Festa della Toscana: solidarietà e dialogo, nel segno di don Milani.

“Abbiamo voluto celebrare la Festa della Toscana 2023 nel segno di un grande toscano, don Lorenzo Milani, nel centenario della nascita. Solidarietà e dialogo si tengono insieme. In quel motto, ‘I care’, che abbiamo voluto all’ingresso della nostra Aula consiliare c’è tutto e lo dedichiamo a tutti coloro i quali si prendono cura degli altri”. Il presidente del Consiglio regionale della Toscana, Antonio Mazzeo, presenta la ventiquattresima edizione della Festa della Toscana, “I CARE, la Toscana dei valori umani e della lotta alle disuguaglianze”.

Le iniziative promosse dal Consiglio regionale sono state presentate questa mattina, venerdì 24 novembre, a palazzo del Pegaso. Hanno preso parte all’iniziativa il presidente dell’Assemblea legislativa Antonio Mazzeo, il consigliere segretario questore dell’Ufficio di presidenza Francesco Gazzetti, “in rappresentanza degli altri membri dell’Ufficio di presidenza che oggi non possono essere presenti”.

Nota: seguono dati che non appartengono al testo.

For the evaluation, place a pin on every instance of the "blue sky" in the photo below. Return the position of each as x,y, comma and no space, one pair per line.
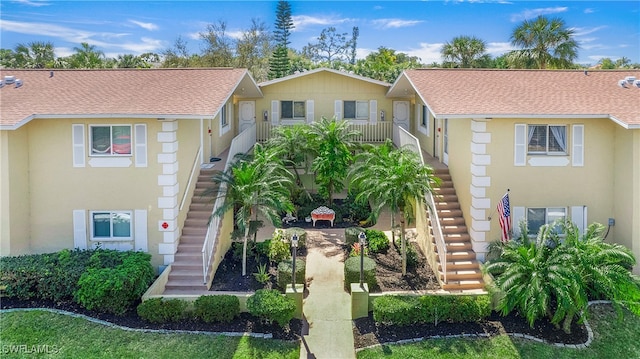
419,28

“La nostra regione – aggiunge Mazzeo –, dal 1786, è sempre stata avanguardia sul tema dei diritti e della libertà. In questa legislatura abbiamo deciso di fare un passo in più: unire al ricordo della scelta rivoluzionaria operata da Pietro Leopoldo, l’attenzione su aspetti del nostro presente e del nostro futuro. Don Milani – spiega il presidente dell’Assemblea legislativa –, per me, è sempre stato un punto di riferimento, dove lui fu non solo un sacerdote, ma per tante ragazze e tanti ragazzi un maestro, un esempio di vita, sempre attento agli altri”. La sua idea “era creare una scuola inclusiva a tempo pieno per tutti, anche coloro che, per mancanza di mezzi, non avrebbero mai raggiunto un livello d’istruzione dignitoso. ‘Sortirne tutti insieme è l’unica strada, perché quella è la politica’, diceva don Milani”.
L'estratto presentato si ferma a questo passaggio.